For all the challenges that Ayyub has faced, she is luckier than many of her Indian peers. Although she has largely been censored in India, where she tells me she can’t get published by mainstream media, her international platform is much larger, affording her space with some of the world’s highest-profile outlets and broadcasters. Ayyub recently joined Substack, where she curates a newsletter dedicated in part to chronicling her country’s antidemocratic turn. “I don’t want them to have the pleasure of knowing that they have silenced me,” she told me, “so my only answer to them is my journalism.”
As an independent journalist, she doesn’t face the prospect of being censored or sacked from her job if she doesn’t toe a political line.

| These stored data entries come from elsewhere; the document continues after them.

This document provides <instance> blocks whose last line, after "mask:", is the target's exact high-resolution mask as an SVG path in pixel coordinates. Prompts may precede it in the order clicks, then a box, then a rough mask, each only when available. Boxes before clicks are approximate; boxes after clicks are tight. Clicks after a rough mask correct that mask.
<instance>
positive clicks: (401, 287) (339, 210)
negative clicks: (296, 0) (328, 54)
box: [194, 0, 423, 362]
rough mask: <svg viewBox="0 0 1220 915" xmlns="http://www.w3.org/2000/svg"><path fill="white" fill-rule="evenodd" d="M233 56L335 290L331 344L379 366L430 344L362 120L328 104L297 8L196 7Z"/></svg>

Perhaps most important of all, she has avoided the fate of her colleagues languishing in prison, such as Siddique Kappan, an Indian journalist who was arrested last year on charges of sedition and conspiracy to incite violence while trying to cover the alleged rape of a 19-year-old Dalit (pejoratively known as an “untouchable” in India’s hierarchical caste system) in Uttar Pradesh.
Ayyub’s international notoriety does not quell press advocates’ fears for her safety. She remains a top concern of Reporters Without Borders, which has lobbied Indian authorities to protect her from further spurious charges and harassment. “When we saw what was happening to Rana and to other female journalists, we thought that it was very important to react, because we definitely don’t want another Gauri Lankesh in India,” Daniel Bastard, the Asia-Pacific director of Reporters Without Borders, told me, referencing the 2017 assassination of Lankesh, a journalist and vocal Modi critic, outside her home in Bangalore. “We are very, very worried.”

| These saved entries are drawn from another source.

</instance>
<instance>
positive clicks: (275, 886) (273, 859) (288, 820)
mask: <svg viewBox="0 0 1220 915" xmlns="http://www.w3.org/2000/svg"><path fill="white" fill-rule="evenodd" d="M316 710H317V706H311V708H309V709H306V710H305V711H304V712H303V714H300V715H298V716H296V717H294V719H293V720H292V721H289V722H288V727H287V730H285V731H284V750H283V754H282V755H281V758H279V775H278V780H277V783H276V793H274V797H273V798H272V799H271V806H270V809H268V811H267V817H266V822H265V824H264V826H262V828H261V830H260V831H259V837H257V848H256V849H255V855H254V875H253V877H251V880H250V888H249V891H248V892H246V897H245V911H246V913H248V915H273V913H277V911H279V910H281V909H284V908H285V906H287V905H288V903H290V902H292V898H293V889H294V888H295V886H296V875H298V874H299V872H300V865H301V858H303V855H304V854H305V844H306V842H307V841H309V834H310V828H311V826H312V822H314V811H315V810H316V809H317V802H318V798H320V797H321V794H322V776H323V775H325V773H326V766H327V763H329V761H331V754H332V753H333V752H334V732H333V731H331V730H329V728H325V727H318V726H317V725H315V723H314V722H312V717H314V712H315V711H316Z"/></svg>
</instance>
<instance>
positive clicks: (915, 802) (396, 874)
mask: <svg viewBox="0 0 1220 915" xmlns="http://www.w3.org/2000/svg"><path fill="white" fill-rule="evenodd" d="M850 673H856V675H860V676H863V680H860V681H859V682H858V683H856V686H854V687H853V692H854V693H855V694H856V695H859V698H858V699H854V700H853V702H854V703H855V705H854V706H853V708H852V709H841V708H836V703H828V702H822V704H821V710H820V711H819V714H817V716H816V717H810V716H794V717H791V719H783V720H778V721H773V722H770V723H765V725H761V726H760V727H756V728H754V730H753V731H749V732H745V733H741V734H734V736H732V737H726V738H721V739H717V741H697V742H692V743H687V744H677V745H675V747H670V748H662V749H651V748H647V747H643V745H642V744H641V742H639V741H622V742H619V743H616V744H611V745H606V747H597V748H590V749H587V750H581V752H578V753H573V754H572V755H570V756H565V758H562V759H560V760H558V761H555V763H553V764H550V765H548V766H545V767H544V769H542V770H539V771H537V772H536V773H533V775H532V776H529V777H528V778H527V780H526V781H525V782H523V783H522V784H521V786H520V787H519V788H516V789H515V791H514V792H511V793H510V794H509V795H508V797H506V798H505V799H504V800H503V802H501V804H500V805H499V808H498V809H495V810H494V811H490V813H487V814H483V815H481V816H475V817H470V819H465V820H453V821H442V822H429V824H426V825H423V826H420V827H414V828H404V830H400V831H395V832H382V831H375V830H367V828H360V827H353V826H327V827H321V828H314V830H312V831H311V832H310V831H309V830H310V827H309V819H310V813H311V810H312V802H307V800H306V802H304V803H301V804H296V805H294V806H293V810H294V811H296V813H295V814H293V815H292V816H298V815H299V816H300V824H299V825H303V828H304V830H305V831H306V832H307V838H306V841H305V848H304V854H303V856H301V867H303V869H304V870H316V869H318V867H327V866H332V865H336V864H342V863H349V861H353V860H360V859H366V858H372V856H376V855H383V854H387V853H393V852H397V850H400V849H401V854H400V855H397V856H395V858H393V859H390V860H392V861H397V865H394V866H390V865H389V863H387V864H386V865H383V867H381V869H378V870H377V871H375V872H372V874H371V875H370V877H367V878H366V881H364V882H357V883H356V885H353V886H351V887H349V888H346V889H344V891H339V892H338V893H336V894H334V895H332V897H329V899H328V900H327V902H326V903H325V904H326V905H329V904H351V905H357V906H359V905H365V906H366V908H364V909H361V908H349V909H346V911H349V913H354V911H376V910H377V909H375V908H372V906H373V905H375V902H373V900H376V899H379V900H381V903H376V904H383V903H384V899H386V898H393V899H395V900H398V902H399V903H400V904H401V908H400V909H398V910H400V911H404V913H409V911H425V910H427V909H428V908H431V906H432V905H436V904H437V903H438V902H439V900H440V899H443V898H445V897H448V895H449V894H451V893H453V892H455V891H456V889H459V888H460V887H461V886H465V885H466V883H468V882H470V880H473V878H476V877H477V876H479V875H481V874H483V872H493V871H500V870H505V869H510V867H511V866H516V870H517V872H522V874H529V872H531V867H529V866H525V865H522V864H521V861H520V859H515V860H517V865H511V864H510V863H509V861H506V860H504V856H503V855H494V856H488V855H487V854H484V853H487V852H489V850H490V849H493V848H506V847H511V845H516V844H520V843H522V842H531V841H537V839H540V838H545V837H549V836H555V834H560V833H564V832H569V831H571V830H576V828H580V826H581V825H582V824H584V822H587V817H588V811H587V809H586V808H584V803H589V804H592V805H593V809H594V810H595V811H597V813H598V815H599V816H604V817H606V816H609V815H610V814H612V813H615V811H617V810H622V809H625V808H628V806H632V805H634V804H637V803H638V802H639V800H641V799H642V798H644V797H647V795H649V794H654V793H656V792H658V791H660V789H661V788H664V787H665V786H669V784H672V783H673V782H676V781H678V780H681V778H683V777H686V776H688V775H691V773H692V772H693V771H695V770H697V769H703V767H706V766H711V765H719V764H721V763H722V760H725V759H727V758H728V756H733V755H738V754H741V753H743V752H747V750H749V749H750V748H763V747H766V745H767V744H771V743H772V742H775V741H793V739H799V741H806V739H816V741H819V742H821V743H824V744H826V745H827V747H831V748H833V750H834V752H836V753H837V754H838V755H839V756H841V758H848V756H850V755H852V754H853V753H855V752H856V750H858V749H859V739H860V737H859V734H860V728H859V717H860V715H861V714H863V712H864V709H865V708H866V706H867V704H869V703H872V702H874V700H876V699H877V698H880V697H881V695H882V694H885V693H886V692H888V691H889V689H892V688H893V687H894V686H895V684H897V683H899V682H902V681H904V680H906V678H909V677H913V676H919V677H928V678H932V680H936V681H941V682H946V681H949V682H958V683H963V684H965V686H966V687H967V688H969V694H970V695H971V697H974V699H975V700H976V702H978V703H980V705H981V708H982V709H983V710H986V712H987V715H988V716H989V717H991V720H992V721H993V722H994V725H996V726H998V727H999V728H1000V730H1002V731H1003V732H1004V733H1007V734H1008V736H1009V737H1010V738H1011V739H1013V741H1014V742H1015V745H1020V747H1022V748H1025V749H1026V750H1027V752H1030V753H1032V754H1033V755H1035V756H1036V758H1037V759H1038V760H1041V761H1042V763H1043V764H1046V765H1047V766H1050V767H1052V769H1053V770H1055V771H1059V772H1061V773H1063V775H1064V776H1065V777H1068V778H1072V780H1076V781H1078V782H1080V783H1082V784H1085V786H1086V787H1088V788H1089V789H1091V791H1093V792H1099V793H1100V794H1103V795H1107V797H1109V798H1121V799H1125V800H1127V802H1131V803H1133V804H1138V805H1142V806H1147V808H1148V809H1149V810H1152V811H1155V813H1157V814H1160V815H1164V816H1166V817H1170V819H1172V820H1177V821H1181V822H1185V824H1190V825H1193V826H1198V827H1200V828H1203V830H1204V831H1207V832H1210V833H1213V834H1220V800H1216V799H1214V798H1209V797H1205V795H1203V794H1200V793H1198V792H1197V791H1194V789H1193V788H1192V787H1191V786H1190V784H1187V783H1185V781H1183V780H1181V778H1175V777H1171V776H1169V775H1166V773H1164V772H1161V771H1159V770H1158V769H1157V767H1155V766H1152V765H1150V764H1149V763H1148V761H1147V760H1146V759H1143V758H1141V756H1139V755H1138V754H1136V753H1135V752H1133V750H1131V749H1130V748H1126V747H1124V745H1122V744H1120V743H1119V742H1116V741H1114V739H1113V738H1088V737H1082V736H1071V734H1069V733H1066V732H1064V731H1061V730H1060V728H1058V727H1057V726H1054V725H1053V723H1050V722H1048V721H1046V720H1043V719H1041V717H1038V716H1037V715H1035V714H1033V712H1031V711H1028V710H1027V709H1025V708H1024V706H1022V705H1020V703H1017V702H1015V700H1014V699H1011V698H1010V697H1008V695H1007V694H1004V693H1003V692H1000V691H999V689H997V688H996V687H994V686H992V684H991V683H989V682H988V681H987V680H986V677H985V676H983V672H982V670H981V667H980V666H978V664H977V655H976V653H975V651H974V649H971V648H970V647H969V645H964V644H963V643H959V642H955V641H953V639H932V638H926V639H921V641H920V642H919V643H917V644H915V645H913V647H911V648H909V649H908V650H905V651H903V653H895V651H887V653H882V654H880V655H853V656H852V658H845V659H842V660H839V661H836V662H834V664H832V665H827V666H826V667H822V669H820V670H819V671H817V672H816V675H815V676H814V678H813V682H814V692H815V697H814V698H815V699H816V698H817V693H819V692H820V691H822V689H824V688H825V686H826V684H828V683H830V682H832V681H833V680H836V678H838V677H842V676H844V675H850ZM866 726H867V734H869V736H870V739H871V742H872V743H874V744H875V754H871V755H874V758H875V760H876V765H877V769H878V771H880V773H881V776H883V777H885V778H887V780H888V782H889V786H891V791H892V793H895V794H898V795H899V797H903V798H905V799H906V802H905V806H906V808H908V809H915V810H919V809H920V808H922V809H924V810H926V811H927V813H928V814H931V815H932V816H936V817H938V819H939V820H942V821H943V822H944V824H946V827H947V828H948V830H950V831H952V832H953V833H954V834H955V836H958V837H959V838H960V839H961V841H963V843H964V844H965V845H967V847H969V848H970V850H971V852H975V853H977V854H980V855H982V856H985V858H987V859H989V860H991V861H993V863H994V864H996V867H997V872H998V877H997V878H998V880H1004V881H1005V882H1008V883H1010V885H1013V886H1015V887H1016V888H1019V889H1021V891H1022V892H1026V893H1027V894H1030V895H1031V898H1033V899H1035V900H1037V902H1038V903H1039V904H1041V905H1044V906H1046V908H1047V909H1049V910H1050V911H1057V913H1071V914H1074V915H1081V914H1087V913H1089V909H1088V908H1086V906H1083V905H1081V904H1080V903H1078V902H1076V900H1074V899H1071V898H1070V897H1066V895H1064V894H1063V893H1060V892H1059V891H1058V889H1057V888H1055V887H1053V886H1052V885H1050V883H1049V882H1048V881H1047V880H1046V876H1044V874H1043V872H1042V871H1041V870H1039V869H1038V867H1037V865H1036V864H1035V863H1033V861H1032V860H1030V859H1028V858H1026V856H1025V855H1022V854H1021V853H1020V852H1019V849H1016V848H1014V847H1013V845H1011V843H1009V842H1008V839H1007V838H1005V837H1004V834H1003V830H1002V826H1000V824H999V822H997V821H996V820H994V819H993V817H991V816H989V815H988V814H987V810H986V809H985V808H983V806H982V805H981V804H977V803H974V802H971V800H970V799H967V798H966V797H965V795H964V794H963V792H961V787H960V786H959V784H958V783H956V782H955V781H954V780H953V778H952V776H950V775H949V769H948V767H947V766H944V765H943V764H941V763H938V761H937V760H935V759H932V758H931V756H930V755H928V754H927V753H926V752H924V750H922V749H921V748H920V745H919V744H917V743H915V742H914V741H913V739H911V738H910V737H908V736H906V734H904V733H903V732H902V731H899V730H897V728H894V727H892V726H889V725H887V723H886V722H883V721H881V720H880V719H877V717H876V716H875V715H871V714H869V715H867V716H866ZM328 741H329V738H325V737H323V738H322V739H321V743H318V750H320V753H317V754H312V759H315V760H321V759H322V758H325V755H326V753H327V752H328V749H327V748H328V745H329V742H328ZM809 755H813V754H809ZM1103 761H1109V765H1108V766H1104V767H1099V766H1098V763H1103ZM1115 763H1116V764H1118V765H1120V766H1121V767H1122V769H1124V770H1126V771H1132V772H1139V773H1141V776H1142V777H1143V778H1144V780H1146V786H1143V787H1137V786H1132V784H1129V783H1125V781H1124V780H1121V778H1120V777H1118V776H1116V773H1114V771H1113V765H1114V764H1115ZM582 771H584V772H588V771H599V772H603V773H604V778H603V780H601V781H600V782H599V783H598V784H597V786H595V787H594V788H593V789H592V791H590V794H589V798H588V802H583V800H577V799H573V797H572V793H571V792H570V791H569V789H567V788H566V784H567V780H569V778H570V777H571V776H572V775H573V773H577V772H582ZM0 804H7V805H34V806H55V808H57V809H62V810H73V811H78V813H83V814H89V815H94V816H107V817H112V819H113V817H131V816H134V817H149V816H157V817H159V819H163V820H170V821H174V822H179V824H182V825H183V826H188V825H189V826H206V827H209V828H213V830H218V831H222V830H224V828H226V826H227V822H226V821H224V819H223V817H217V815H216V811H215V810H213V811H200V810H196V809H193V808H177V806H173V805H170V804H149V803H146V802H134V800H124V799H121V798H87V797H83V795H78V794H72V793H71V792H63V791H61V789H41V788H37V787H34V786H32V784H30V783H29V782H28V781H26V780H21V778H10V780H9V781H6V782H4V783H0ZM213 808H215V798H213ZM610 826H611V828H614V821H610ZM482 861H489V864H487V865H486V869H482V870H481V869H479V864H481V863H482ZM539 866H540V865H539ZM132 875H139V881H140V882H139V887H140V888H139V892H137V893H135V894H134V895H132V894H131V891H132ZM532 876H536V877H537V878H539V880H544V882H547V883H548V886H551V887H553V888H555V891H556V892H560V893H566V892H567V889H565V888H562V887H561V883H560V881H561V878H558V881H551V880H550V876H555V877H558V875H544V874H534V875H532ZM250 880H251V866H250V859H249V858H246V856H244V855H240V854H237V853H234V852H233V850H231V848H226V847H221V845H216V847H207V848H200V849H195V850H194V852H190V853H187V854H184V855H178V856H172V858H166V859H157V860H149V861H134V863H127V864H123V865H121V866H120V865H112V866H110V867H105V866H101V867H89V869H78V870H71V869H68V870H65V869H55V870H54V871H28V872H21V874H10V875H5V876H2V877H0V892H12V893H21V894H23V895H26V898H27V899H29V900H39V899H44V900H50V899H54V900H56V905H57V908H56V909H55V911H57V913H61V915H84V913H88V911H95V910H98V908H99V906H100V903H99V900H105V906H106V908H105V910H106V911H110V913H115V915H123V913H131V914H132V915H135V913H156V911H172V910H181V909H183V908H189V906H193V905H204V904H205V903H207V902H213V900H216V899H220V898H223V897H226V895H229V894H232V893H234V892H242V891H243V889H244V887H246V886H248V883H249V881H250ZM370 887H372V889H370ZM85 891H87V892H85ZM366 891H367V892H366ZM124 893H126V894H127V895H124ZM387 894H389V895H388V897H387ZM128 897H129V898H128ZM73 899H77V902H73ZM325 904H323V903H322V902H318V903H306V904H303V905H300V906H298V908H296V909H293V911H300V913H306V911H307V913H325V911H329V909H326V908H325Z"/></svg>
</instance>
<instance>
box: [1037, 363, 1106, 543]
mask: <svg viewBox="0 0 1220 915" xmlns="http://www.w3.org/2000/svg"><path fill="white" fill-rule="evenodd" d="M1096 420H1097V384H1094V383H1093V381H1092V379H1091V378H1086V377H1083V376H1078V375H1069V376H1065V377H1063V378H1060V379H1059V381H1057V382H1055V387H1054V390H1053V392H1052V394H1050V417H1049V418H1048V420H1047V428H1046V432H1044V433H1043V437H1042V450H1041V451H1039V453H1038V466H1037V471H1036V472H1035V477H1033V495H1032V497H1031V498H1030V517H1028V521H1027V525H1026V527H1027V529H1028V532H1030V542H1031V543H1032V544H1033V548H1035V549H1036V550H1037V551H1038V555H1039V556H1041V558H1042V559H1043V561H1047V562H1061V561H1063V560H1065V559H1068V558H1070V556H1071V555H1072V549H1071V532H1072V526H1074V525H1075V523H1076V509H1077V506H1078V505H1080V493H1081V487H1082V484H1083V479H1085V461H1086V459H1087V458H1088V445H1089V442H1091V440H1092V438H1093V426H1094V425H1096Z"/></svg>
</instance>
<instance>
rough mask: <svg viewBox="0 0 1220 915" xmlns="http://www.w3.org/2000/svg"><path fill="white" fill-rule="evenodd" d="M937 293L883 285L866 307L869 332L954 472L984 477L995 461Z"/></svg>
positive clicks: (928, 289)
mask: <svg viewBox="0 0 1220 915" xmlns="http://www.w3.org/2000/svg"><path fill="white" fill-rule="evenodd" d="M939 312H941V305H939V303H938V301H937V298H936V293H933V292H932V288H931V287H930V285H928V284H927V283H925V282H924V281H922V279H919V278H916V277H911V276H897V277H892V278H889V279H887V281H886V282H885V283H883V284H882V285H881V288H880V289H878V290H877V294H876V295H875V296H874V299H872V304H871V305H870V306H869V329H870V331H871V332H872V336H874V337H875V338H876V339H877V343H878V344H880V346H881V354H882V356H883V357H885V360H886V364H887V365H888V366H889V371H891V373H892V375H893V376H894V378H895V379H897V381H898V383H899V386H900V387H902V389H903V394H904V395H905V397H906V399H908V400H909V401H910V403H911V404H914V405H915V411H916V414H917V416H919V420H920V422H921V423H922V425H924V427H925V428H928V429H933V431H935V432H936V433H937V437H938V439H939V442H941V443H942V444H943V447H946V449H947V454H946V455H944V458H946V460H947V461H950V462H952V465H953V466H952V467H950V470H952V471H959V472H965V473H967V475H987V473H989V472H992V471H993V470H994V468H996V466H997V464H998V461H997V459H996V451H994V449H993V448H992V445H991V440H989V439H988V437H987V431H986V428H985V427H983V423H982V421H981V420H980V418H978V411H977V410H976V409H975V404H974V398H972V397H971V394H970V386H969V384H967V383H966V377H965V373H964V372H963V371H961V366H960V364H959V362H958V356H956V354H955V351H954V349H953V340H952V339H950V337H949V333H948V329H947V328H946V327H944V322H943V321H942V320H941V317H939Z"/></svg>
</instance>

If press-freedom groups can’t get through to Modi, perhaps Biden can. This, at least, seems to be part of the reasoning behind Modi’s invitation to Biden’s Summit for Democracy, which will urge participating countries “to announce new commitments, reforms, and initiatives in accordance with the Summit’s three pillars: strengthening democracy and defending against authoritarianism, fighting corruption, and promoting respect for human rights,” a State Department spokesperson told me, adding that “the U.S.-India partnership stands upon a shared commitment to uphold the rule of law and democratic values.”
Modi will undoubtedly make grand statements about India’s commitment to democracy and freedom, which he recently described as being central to “India’s civilizational ethos.” But no one I spoke with expressed any optimism that either the summit or Biden could compel Modi to change tack. India has long been unreceptive to outside criticism, even from its close partners. Any meaningful change must be driven from the inside.
Internal reform will prove a challenge. Despite some political setbacks, Modi continues to be popular. Many people may not even detect that anything is fundamentally wrong with the health of Indian democracy today. “Most people confuse democracy with periodic elections,” Sinha said, noting that what’s less appreciated are the mechanisms that enable democracy to exist: an independent judiciary, constitutionally enshrined civil liberties, a free press.
Without those things, India can be a democracy in name only. As far as Ayyub is concerned, it already is one. “There is a veneer of democracy,” she said. “Below that is fascism.”
Correction: This article previously misdescribed Salil Tripathi as an Indian journalist.